9. Be clear and cover all bases
When talking about body safety, it is just as important to tell kids that it is not okay to touch others as it is to tell them that no one should touch them. Most kids are taught that no one should touch their private parts, but when a perpetrator asks a child to touch him or her, kids are ill equipped to cope and do not know what to do. Be clear with them about the different kinds of touching that are not safe so that they are able to identify it if they experience it.

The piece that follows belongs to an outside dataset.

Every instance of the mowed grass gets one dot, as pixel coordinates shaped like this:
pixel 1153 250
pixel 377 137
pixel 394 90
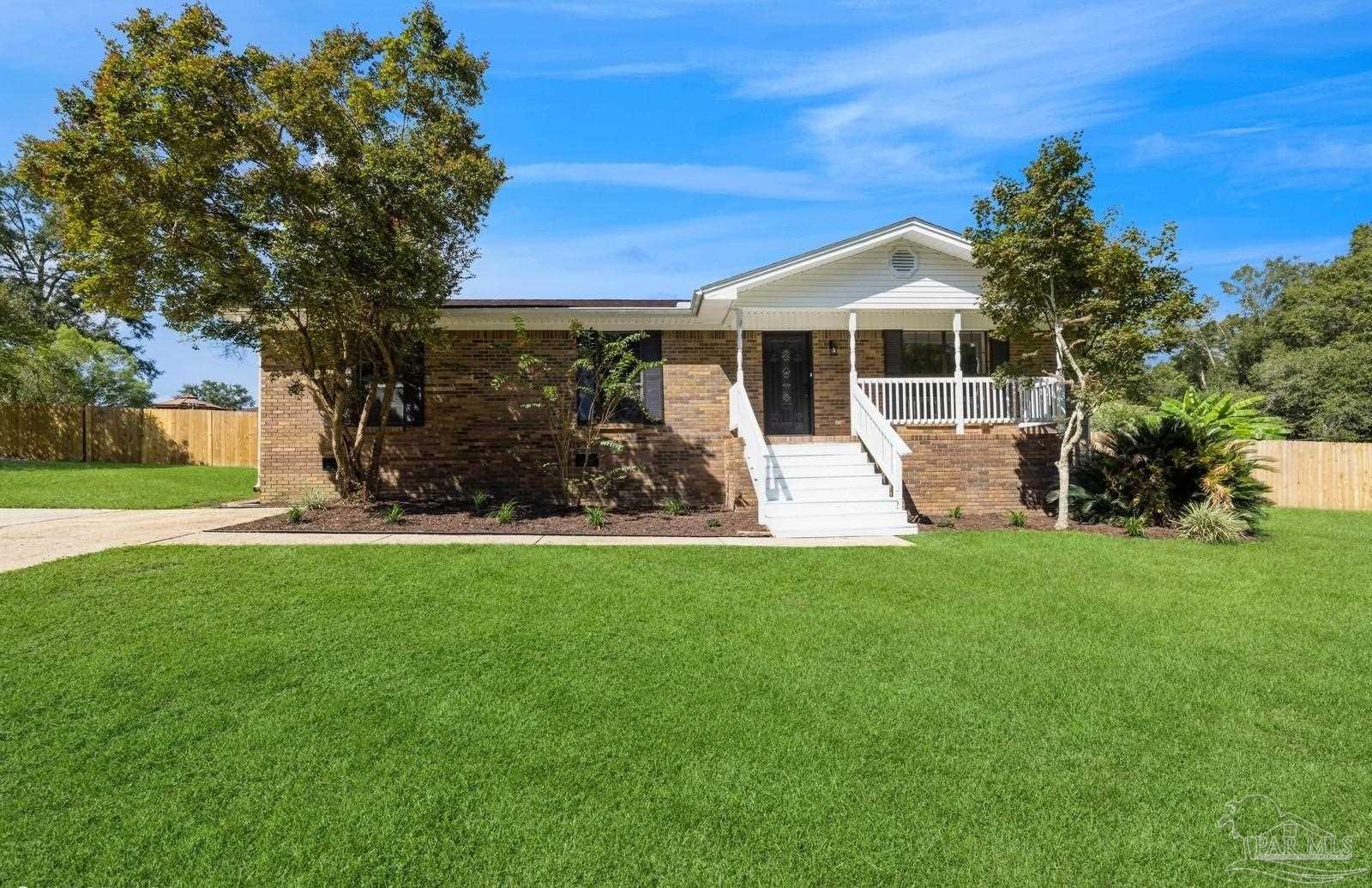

10. If you don’t know, ask!
Talking to kids about body safety can be difficult and uncomfortable, but it is too important to avoid. If you need guidance in broaching this topic with the children you love, the Philadelphia Children’s Alliance is here to help. The Alliance is an independent nonprofit organization that promotes healing and justice for child abuse victims by conducting state-of-the-art forensic interviews, providing victim support services and collaborating with other agencies to facilitate an integrated response. We are equipped with all sorts of resources, so help is just a phone call away at (215) 387-9500 or visit us on the web at http://kidalliance.org/. Don’t live in Philadelphia? There are Children’s Advocacy Centers all over the country like ours. Go to http://www.nationalchildrensalliance.org/ to find the one closest to you.
By using “The 10 Tips” and by sharing them with others, you and I will make a massive difference in the lives of children. Will you help?
That’s what Michael Rosen says… What do you say?